Чувствую себя еще хуже, чем когда мистер Вольтман заставил меня прочесть передаваемую Изи записку перед всей аудиторией. Все из-за витающего за столом напряжения. Пейшенс следит буквально за каждым моим вдохом и считает выдохи, пытаясь убедиться в моей нормальности. Ламия потупляет взгляд в столешницу, лихорадочно барабаня по ней пальцами. А Ноиз неловко мнется на месте, будто ему и вовсе не по себе сидеть рядом. Даже Личи… Хотя он старается поддерживать невозмутимый вид, но нервный тик правой руки с лихвой выдает его попытки. Лишь Уилл и Мирилин ведут себя, словно ничего страшного и не произошло.
– Как спалось? – заполняет неловкую паузу Уильям.
– Куда лучше, чем в морге, – выпаливаю я и тут же жалею о своем непослушном языке. Ламия поперхнулась соком от неожиданности и Мирилин тут же поспешила сгладить неровные края разговора.
– Выглядишь и правда неплохо. Но макияж бы тебе все же не помешал. Уж больно ты бледная.
Сдержанно улыбаюсь, но поддерживать ее энтузиазм не хочу. Я не намерена тратить первые дни своей новой жизни на прихорашивание и примерку платьев. В конце концов, мне и в джинсах неплохо.
Пока я пытаюсь отыскать темы для беседы, лакей наливает мне стакан пальмового сока, а после приносит поднос с румяной перепелкой и гарниром из топинамбура. Ни то, ни другое я никогда не пробовала, тем более в первой половине дня. Кто вообще ест мясо на завтрак? А где же хлопья, сладкие подушечки, мюсли? Где яичница с беконом и панкейки с кленовым сиропом? Очевидно, у касты сангвинаров свои взгляды на утреннее питание.
– Ну, – выдавливает сквозь зубы Пейшенс, – и как тебе наш лазарет? Говорят, ночью там царит особо-зловещая атмосфера. Призраков не повстречала?
Вилка так и повисает у меня в руке, но я стараюсь не выдавать смятения, чтобы не доставлять Пейшенс удовольствия.
– Нет. Может быть, ты всех распугала?
– Ха, – фыркает она, поднимая стакан со смузи, – я там не бываю.
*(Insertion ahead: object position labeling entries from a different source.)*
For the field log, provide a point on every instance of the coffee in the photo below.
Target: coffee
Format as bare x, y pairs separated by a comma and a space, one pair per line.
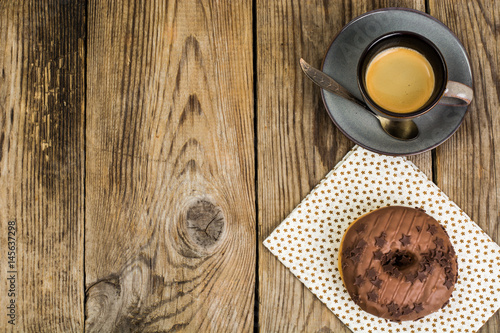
400, 80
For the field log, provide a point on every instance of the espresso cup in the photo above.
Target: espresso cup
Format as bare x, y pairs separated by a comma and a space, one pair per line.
404, 75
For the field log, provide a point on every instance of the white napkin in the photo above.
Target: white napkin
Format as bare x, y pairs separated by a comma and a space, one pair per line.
308, 240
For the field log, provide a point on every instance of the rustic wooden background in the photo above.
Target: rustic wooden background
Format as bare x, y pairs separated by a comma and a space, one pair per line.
148, 147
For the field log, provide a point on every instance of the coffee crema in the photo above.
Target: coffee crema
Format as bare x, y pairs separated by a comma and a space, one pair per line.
399, 80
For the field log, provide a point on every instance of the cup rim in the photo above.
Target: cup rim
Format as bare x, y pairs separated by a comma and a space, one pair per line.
374, 105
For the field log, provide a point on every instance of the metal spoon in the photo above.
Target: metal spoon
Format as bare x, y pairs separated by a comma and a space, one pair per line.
405, 129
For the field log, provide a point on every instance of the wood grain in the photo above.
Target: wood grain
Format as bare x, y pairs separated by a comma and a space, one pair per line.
297, 143
42, 68
170, 211
467, 165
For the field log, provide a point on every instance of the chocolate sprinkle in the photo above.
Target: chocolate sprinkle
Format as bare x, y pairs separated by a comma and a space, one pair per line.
448, 283
439, 242
380, 241
405, 240
372, 296
417, 307
432, 229
392, 307
361, 228
406, 310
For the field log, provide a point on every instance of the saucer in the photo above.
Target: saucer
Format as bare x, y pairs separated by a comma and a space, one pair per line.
341, 61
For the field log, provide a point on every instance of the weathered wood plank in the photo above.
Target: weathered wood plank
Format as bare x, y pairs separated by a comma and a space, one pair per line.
297, 142
467, 165
170, 211
42, 89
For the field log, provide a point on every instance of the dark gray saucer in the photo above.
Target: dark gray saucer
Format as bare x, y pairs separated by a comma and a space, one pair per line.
341, 62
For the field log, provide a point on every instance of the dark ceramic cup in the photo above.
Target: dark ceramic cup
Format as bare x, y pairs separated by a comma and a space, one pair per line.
445, 91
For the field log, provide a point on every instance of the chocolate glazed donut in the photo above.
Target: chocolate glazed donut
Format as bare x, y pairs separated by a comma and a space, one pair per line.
398, 263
Я отличный боец, а потому не нуждаюсь в регулярной медицинской помощи.
– Возможно, потому что ты все время проводишь в поместье, а не на патрулировании?
Уилл прыскает со смеху, окончательно стерев ухмылку с лица Пейшенс. Ее глаза злобно блеснули.
– Ну, я-то, по крайней мере, живая, и не пугаю людей своим воскрешением, как какой-то монстр Франкенштейна.5
– Пейшенс, хватит, – вмешивается Ноиз, отодвинув тарелку. – Ты портишь всем аппетит.
– Что? Я просто интересуюсь. Это же не каждый день случается: человек два дня мертв, а потом сидит здесь, как ни в чем не бывало. Это не может не вызывать вопросов, верно?
Мои пальцы крепче сжимают край скамьи под столом.
– Если хочешь узнать подробности, лучше спроси Верховного жреца, ведь это он занимается изучением моего случая. Уверена, он с радостью посвятит тебя в детали.
Мирилин заливается кашлем, проталкивая по горлу кусочек перепелки. Ламия постукивает ее по спине, чтобы помочь. А вот Пейшенс мой комментарий, похоже, ничуть не задевает.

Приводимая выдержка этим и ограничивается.